Para começar era o James Hawes a realizar e eu adoro o “Slow Horses”. Fiquei muito entusiasmada por ir trabalhar com ele e tenho também uma grande admiração pelo Rami Malek. A personagem dele não é o herói tradicional do filme de espionagem. O filme é uma variação muito interessante do género, muito ligada ao mundo de hoje, com esta capacidade de se usar a tecnologia para navegar nestas arenas. Os hackers à nossa volta fazem parte dos cenários de guerra. O guião era muito inteligente a falar-nos de tudo isto.
Há uma química muito grande que se sente desde logo entre a sua personagem e a do Rami Malek.
O Charlie e a Inquiline têm muitas semelhanças. Ambos vivem num mundo escondido de alta tecnologia, compreendem-no, mas estão um pouco perdidos. E isso é algo que os une. Por isso, quando se conhecem, há desde logo essa conexão entre eles.
Como é que decorreu o trabalho com o Rami?
Já nos conhecemos há uns dez anos, partilhámos alguns círculos sociais. Sempre quis trabalhar com ele e talvez por já termos esse conhecimento um do outro, falámos bastante sobre as nossas próprias experiências na vida real e o que as nossas personagens iriam viver.
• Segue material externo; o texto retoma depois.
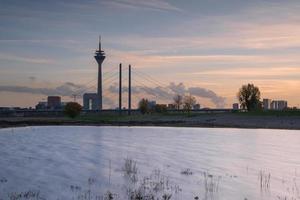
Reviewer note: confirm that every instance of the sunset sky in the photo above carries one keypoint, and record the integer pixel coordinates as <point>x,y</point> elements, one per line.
<point>212,46</point>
Houve uma ligação imediata e muito instintiva entre os dois, que nos permitiu mergulhar rapidamente nas personagens.
Como ser humano, como se sente em relação ao facto de estarmos a ser vigiados, algo que não era mesmo necessário ver o filme para compreender?
Faço da parte da geração que se deixou viciar nas novas tecnologias e que está agora a acordar e a perceber que talvez não seja a atitude mais saudável. Penso que todas as tecnologias têm as suas vantagens e as suas armadilhas. Em cada ponto no progresso por que passamos tem de haver uma pausa para reflexão.
Este filme também tem esse papel?
Contadores de histórias, como todos nós somos, devemos fazer uma reflexão sobre o que se está a passar e digeri-la, para que possamos ter a certeza que estamos a ir pelo caminho certo. É verdade que algumas destas tecnologias parecem avançar demasiado rápido para que o possamos fazer, mas é importante que o façamos.
E pensa que essa reflexão está mesmo a ser feita, à velocidade a que todos andamos?
Essa discussão está a acontecer neste momento na nossa sociedade. Estamos todos a parar um pouco para refletir se estamos a usar as tecnologias da forma correta. Se estas tecnologias servirem para o benefício da humanidade, brilhante. Se forem apenas ferramentas comerciais só estarão a beneficiar alguns. O que sinto é que estamos num ponto de viragem.
Aprendeu alguma coisa sobre as novas tecnologias que ainda não sabia e que hoje já usa no seu telefone ou no seu computador?
Gostava que sim, mas sou tão inútil nesse aspeto. O meu pobre marido está constantemente a tentar ensinar-me, mas sou mesmo muito má com as tecnologias.